WW2 veteran who grew up in Shropshire will attend the Coronation just days before her 100th birthday
When Betty Webb received a large special delivery envelope in the post, she assumed it was her 100th birthday congratulations card from Buckingham Palace.
But when she opened it after a friend suggested it was a little too early for her up coming birthday she found, not a birthday card but an invitation to the Coronation.
The 99-year old, who grew up in Shropshire, was been honoured by the invite for her World War Two roles at Bletchley Park and then The Pentagon.
She said the invite has topped all the events in her long life including being presented with an MBE by the then Prince Charles and receiving the Legion D'Honneur from France.
Mrs Webb, who now lives in Worcestershire, was just 18, living in Aston-on-Clun and studying domestic science at Radbrook College, Shrewsbury, when the war broke out.
She was sent to the Government Code and Cypher School at Bletchley Park, where she worked with Major Ralph Tester to register undeciphered Enigma messages.
It was only recently that she learned that the soon-to-be de-coded messages she had been ordered to catalogue – strings of letters and numbers – had in fact been communications between members of the SS and the Gestapo.
She found herself at Bletchley Park when she put on her army recruitment CV that she was bilingual and could speak German.
"I found myself being interviewed by an intelligence officer in London.
“When I started at Bletchley we were departmentalised in such a strict way so we were not allowed to discuss anything with anyone and had to sign the Official Secrets Act, which was really robust.”
She added: “It was only years later, from 1975, when the Official Secrets Act was lifted that we were finally allowed to talk about it all. I was rather pleased to know I had been working on an important part of the exercise.
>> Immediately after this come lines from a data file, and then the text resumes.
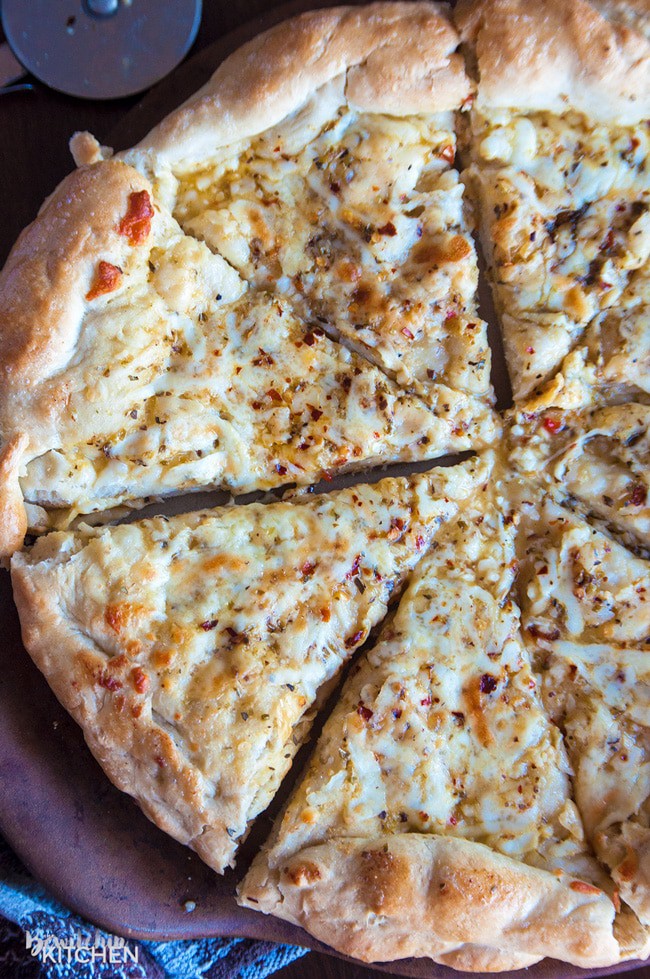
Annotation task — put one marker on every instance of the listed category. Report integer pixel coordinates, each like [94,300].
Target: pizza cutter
[100,49]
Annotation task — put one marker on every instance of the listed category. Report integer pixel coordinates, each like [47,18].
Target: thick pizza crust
[397,58]
[424,895]
[42,288]
[136,753]
[561,54]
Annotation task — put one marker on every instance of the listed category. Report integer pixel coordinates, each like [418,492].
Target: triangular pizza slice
[597,459]
[324,170]
[586,616]
[559,154]
[141,365]
[193,650]
[435,818]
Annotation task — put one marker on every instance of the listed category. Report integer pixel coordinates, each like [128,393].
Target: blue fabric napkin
[64,946]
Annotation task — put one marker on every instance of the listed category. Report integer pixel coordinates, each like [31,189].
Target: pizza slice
[595,458]
[559,154]
[137,364]
[435,818]
[193,650]
[586,618]
[324,171]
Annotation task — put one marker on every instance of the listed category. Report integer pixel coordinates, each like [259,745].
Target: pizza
[586,619]
[162,331]
[192,650]
[278,287]
[596,458]
[440,783]
[558,147]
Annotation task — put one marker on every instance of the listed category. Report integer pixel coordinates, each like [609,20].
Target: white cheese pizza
[558,145]
[192,650]
[278,285]
[436,816]
[586,617]
[597,459]
[163,319]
I do hope I made a contribution.”
Mrs Webb went on to paraphrase deciphered Japanese messages and then travel to America to work at The Pentagon.
“After I went back home, my parents were living in Richards Castle on the Herefordshire-Shropshire border and I had a bit of a rest and then went on to an intensive secretarial course, which stood me in good stead for a job and I started working at the grammar school.
“I eventually went back into the Territorial Army and worked as an officer up and down the country at several units.
"I ended up in Birmingham working as a recruitment officer for the Women’s Royal Army Corp.”
She has since written a book of her experiences called Secret Postings: Bletchley Park to the Pentagon, under her full name Charlotte Webb.
The soon-to-be centenarian, she will celebrate her 100th birthday days after the coronation, will be accompanied at the ceremony by her niece.